Wednesday, September 3, 2008

dead man's thoughts

trusting those whom i know not to.
i have always been a trusting guy. always giving others the benefit of the doubt, no matter their track record. Tarrance Sr has, yet again, reminded me of why this act came to an end. he often reminds me why i no longer trust anyone.
he promised me a car
he promised me a room in his house
he promised me freedom
none of these he can deliver.

i am upset. no. im beyond that...but the word for extreme and suppressed anger escapes me. i got my hopes up. i trusted him. i was excited. after fighting so valiantly, i realized that i wanted Tarrance in my life. i needed to know what my Foster roots were like. for once in my life, i desired for a man. some one to talk with, to swap sex stories with, someone to ride downtown with, someone to fill the void that my female friends couldnt. i needed to embrace the source of my anger. i was excited. i thought that maybe living with him would help me change. make me a better person.
but like always, encountering him has only made me worse.

he has promised me $1500 so i can find my own car for hum to buy. i wont get my hopes up.

my body runs on auto-pilot. not much thinking is required to interact with my "family". i will begin to work soon, but i will not disclose where at. my "mother" tries to get me to tell her by asking daily, or asking how im going to get there, or asking how far it is, or threatening to turn off my phone. hopefully i can receive my first check before she can. i dont eat in this house and i have no car. so i hardly eat at all. i am losing weight. i feel as though i am dying. my mind is hungry and cannot be fed. mentally, im withering away. there is nothing left for me here.

my predictions often hold more truth than i wish.

though our relationship has changed and our love strengthened, i still feel...forgotten. not forgotten completely for she does call regularly and texts daily but often forgotten momentarily. it could be that because i am not completely busy all the time or maybe i have grown TOO attached, or maybe im just selfish. but i feel as though moments when i need her the most, when i have reached my limit or am ready to break down...she is busy. too busy for a broke city boy. this...neglect (for lack of a better term) often leaves me bitter and standoffish towards her. in addition to that, my frustration and sorrow lead me to become a recluse in my own relationship. always tending to her needs, but hardly listing my own. i am pushing her away...and i hate it.
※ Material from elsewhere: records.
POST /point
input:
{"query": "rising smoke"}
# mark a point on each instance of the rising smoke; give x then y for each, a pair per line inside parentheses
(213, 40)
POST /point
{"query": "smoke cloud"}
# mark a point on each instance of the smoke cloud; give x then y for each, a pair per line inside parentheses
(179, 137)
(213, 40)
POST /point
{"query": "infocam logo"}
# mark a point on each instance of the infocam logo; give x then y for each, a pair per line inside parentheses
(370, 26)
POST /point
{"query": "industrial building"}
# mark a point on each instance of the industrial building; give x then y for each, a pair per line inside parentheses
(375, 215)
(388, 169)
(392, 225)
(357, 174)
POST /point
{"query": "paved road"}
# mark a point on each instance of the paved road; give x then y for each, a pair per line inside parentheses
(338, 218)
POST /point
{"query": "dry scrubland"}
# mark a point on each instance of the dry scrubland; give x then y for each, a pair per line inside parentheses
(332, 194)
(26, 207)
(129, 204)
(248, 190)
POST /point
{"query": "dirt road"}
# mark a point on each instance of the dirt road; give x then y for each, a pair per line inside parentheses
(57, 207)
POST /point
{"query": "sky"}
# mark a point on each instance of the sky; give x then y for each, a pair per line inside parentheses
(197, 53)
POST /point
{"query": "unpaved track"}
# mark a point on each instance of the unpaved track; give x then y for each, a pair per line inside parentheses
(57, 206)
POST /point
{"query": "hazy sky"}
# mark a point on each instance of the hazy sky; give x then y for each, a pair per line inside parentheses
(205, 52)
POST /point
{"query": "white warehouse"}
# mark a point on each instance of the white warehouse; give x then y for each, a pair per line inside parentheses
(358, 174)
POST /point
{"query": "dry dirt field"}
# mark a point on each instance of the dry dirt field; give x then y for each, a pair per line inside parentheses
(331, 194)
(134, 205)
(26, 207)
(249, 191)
--------------------------------------------------------------------------------fear-----------------------------------------------------------------------------
i believe that is what fuels me now. before the hate, the rage or the love; it is the fear. the fear of being stuck here. the fear of not being able to provide. the fear of losing. the fear of being lost. the fear of life. i continue to keep to myself (save for this blog and its few readers)out of fear. i am so on edge, so close to nothingness that im afraid that if i tell all., if i vocally express my issues...i could lose composure. i might cry

i accept death because i am afraid of life

but i once heard that any man who accepts death...is already dead

Sunday, August 31, 2008

inspiration?

i spoke to a friend today, a woman of older age. she has told me something that i find most interesting about myself. she told me that i inspire her. she told me that i inspire many and that i leave a great lasting effect on many people. she told me that though my situation may not be the best one to be in, that i still manage to make people laugh, smile and show them a livelier side of life. i install these inspiring thoughts into the minds of those i touch. i inspire those who have dropped talents, to pick them back up. i inspire those who have lost hope to maintain focus. i inspire those who wish to die, to live.
this woman told me i was an inspiration. and as the day progressed i heard many times how i have inspired others from others.

i thought lightly of it but it made my day. it helped me to ease my mind of earlier occurring events that had me in a state of mental turmoil.

then later, i received a message on myspace with the subject "you inspired me". it was random but sat heavy on my brain.

could i really inspire people? is that my latent ability?

still, the real question is, if i can inspire so many to write, to love, to work, to keep going, to smile, to live...why am i so uninspired to do those last three?